This appeal arises pursuant to the Texas Workers’ Compensation Act, TEX. LAB. CODE ANN. § 401.001 et seq. (1989 Act). A contested case hearing (CCH) was held on October 6, 2009. Regarding the six issues before her, the hearing officer determined that: (1) the first maximum medical improvement (MMI) certification and assigned impairment rating (IR) issued by (Dr. E) on July 7, 2008, did not become final; (2) the appellant (claimant) is entitled to an extension of his statutory date of MMI; (3) the claimant’s compensable injury of ___________, includes an instability pattern (spondylolisthesis) at L5-S1 with lumbar stenosis and radiculopathy, degenerative disc disease of the lumbar spine and cervical spine but does not include depression or anxiety; (4) the claimant sustained disability from July 8, 2008, through June 22, 2009; (5) the claimant reached MMI on April 14, 2009; and (6) the claimant has a 10% whole body IR.
The hearing officer’s determinations that: (1) Dr. E’s first certification of MMI and IR did not become final; (2) the claimant is entitled to an extension of his statutory MMI date; (3) the claimant’s compensable injury of ___________, includes an instability pattern (spondylolisthesis) at L5-S1 with lumbar stenosis and radiculopathy, degenerative disc disease of the lumbar and cervical spine; and (4) the claimant sustained disability from July 8, 2008, through June 22, 2009, have not been appealed and have become final pursuant to Section 410.169.

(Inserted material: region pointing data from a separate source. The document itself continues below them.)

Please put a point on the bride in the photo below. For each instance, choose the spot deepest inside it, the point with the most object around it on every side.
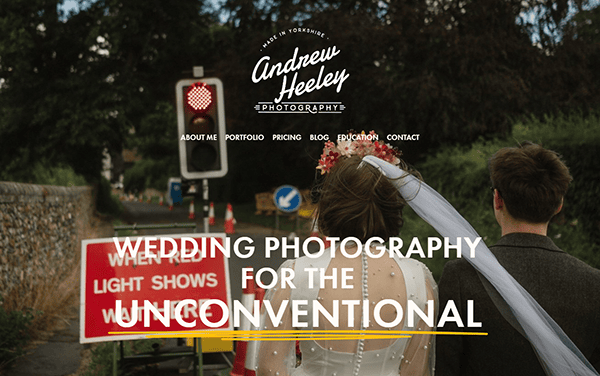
(357, 202)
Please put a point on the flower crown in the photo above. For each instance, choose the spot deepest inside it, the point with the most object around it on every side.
(357, 144)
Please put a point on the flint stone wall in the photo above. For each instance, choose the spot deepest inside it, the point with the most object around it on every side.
(41, 228)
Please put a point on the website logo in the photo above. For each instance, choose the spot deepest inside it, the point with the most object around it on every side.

The claimant appeals the determinations that the compensable injury does not include depression or anxiety as being against the great weight and preponderance of the evidence, and that the MMI date and IR did not consider the depression and anxiety. The respondent (carrier) responded, urging affirmance.
Reversed and remanded.
It is undisputed that the claimant was an airline employee and that on ___________, sustained a compensable injury when he tripped over a wheel “chock” and fell backward, claiming injuries to his neck and low back. In evidence is a letter (EES-14) dated June 5, 2007, appointing Dr. E as a designated doctor to determine MMI, IR, extent of injury and disability. Subsequently, another EES-14 letter dated February 28, 2008, again appointed Dr. E as a designated doctor to determine MMI/IR and disability. In evidence are Reports of Medical Evaluation (DWC-69) and narratives dated June 26, 2007, and March 7, 2008, from Dr. E stating that the claimant is not at MMI. The claimant had cervical spinal surgery on July 20, 2007. A third DWC-69 and narrative dated July 7, 2008, from Dr. E certified that the claimant reached MMI on July 7, 2008, with an 8% IR (based on cervical loss of range of motion). Dr. E opined in the July 7, 2008, narrative that the extent of injury was “a protruding disc in the cervical spine at two levels and cervical and lumbar pain.” That IR was disputed and Dr. E amended his report in a report dated August 4, 2008, certifying MMI on July 7, 2008, with a 5% IR based on 0% impairment for the lumbar spine and 5% impairment for the cervical spine using Diagnosis-Related Estimate (DRE) Cervicothoracic Category II: Minor Impairment pursuant to the Guides to the Evaluation of Permanent Impairment, fourth edition (1st, 2nd, 3rd, or 4th printing, including corrections and changes as issued by the American Medical Association prior to May 16, 2000) (AMA Guides).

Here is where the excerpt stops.